3. Real-time Data Streaming with Apache Kafka

Open-Source Standard: Apache Kafka is a distributed streaming platform designed for building real-time data pipelines and streaming applications, capable of handling high-throughput, fault-tolerant data ingestion.

Scenario: In an industrial or large-scale IoT deployment, multiple electronic devices implementing the nine-axis motion detection and compensation methods of US11698687 are used to monitor structural integrity, machine health, or logistical movements across a wide area. Each device's computing processor (348, 554, 648) continuously calculates the resultant deviation (yaw, pitch, roll) with active compensation for "undesirable external interferences" (Claim 11, 15).

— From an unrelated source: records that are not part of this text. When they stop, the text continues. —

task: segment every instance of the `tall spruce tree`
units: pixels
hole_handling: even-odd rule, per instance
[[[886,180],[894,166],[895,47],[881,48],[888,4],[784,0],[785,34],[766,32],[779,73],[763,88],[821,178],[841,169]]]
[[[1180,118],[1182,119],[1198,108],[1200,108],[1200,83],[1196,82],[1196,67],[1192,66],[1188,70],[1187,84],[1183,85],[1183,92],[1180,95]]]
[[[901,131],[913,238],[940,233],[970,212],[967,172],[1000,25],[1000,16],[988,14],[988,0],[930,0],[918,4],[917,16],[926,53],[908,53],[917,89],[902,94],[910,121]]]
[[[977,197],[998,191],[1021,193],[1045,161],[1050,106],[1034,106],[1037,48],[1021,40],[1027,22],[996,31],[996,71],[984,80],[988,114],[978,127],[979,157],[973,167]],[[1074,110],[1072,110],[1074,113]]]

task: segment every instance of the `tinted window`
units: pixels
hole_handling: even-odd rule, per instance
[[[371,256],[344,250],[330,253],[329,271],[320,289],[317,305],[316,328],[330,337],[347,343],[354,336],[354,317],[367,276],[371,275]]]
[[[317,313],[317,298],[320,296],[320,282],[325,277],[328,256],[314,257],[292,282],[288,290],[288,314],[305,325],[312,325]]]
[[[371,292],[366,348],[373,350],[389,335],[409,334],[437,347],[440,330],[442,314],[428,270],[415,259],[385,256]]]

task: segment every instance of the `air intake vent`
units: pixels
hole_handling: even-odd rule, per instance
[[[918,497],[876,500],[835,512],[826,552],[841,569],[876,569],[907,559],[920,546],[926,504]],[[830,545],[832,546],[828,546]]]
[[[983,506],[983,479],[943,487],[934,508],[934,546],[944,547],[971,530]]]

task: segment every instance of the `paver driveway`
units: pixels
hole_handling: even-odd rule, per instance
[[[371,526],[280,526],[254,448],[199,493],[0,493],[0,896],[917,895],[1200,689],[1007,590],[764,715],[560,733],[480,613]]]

Instead of direct point-to-point communication, the data transmitting unit (346, 546, 646) in each device (or an aggregation gateway receiving data from multiple devices) acts as an Apache Kafka producer. It formats the timestamped resultant deviation data (e.g., as JSON or Avro messages, including yaw, pitch, roll, and potentially confidence metrics or raw sensor data) and publishes these messages to a designated Kafka topic (e.g., device_motion_stream).

Downstream, various Kafka consumers subscribe to this topic. These could include:

  • A real-time analytics engine for immediate anomaly detection.
  • A time-series database for long-term storage and historical trend analysis.
  • A visualization dashboard for operational monitoring.
  • Predictive maintenance algorithms that analyze motion signatures for equipment wear.

This combination leverages Kafka's scalability and fault-tolerance to ingest and process massive volumes of highly accurate motion data from numerous devices in a distributed, real-time manner, making the deployment of the patent's core technology in large-scale data streaming architectures an obvious extension.